Sigue aquí la radiografía de las clases medias que inicié ayer. Invitado a comer por el doctor Pérez Y Hernández, amigo mío hasta el grado del gasto de los mariscos, en su volks enfilamos hacia Toluca, y en el camino fui sopesando a las clases medias de mi país. Me dieron una lástima…
– Mire, me dijo; serranías pachonas de vegetación. Abedules, algarrobos o chicozapotes, sepa la madre. ¿Qué le piden estos bosques a los de Viena? Esos pinos, ¿qué le piden a Los Pinos espurios? Para qué derrochar divisas en Europa, ¿no le parece?
Lo miré de reojo. Y aquella lástima…
– Y es que aquí en nuestro México tenemos de todo, como en botica.
Como en botica que no sea del Seguro Social, que ni aspirinas –pensé, pero mucho me cuidé de expresarlo. Por aquello de las patas de mula que me invitaba para comer.
Mediodía. Toluca. La entrada del restaurante. En el atascadero de coches y entre dos que dejaban un espacio que ni para carro de camotes, el de dos apellidos maniobró en forma tal que dejó la trompa a media banqueta y la trasera acomodada sobre una alcantarilla. La trasera del volks.
– ¿Se dio cuenta, mi valedor? El chicampiano lo meto en cualquier huequito, no aquel estorboso “seis cilindros” del que me tuve que deshacer.
Hasta acá comenzó a llegarme el olor de las patas. De mula. Al rato ya el doctor y su gorrón estábamos de las de acá, miren, leyendo la carta, pero leyéndola al estilo crisis de clases medias: de derecha a izquierda. A ver: 50, una orden de mejillones; 65, jaibas rellenas de pulpos, o pulpos rellenos de jaibas, al gusto; callo de hacha, en oferta. Sonriendo como estreñido, el doctor:
– Precios razonables. Media de ostiones, tantos pesos.
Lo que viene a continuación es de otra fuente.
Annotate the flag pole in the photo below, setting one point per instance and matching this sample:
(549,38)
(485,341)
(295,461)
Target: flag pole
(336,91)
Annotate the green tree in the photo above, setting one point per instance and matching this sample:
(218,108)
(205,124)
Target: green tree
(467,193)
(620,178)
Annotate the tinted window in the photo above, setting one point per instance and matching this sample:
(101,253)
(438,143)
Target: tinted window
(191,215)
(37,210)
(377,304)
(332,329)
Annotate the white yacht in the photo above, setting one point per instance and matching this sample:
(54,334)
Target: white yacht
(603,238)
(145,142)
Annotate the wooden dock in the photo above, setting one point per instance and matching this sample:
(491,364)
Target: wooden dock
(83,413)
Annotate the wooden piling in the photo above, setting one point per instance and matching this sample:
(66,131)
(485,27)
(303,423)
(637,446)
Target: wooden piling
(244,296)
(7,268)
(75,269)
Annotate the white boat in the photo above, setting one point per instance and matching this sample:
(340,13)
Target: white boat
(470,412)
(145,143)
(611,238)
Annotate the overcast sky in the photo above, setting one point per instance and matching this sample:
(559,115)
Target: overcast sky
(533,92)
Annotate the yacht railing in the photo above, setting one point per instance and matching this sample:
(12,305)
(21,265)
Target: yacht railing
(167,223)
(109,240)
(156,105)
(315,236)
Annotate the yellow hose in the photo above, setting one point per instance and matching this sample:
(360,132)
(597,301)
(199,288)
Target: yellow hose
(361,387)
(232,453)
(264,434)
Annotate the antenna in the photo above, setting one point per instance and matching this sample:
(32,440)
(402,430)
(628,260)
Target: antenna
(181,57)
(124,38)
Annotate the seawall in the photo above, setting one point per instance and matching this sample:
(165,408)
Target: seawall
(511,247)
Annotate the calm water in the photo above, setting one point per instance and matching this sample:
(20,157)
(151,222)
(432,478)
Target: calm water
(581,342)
– Son dólares, doctor. (Palideció. Yo tragué saliva, y fue lo único que tragué en el restaurante, porque el de los dos apellidos):
– Se me ocurre una idea. ¿Y si mejor nos regresamos al DF? A mi casa. Porque después de todo qué mejor comida que la casera, y si viera que mi señora uh, qué mano tiene. Limpieza, sazón. ¿A mi casa, a la pura proteína pura, mi valedor?
Y acá venimos, clasemedieros, a desandar el camino, rumbo a la casera. Yo, aquella compasión; por mí, por el de los dos apellidos. Y ni cómo liberarlo del compromiso sin herir su susceptibilidad. Apechugué. Y a casita, la de él, y cuatro horas más tarde entrábamos a la casa de mi amigo el doctor Pérez Y Hernández, casa típica de clase media. Me dio el encontronazo un tufo a patas de mula, pero agrio, rancio.
El antecomedor. Mi anfitrión descorchó una de tinto. La olisqueó.
– Mmm, uva añejada en barricas de ayacahuite. Tres larguísimas semanas en reposo antes de llegar al tianguis. Los vinos del país qué le piden a los del Rhin. Texmelucan legítimo, aspire su bouquet.
Y que salucita. Yo con agua, que conmigo vino y licor toparon en hueso; en tepetate. Y válgame, que fue entonces: por la puerta de la calle entraba aquella figura enteca, de chal y trapos oscuros. Tensa una voz cascada:
– ¿Y eso, Filiberto? No te esperaba tan pronto. Pues qué, ¿no ibas a derrochar la de crédito gorreándole la tragazón a alguna panza aventurera?
– Mira, Chagüita, te presento aquí a nuestro huésped. Le prometí que iba a saborear tus artes culinarias. ¿No habrá modo, digo?
La de los bifocales me la dejó tendida, mi diestra. Ceño fruncido: “Yo, por si acaso, en misa te encomendé a San Ramón Nonato, no vaya a ser que ese pseudo-neo-comunistoide te la contagie y vayas a terminar tú también en terrorista, una nunca sabe”.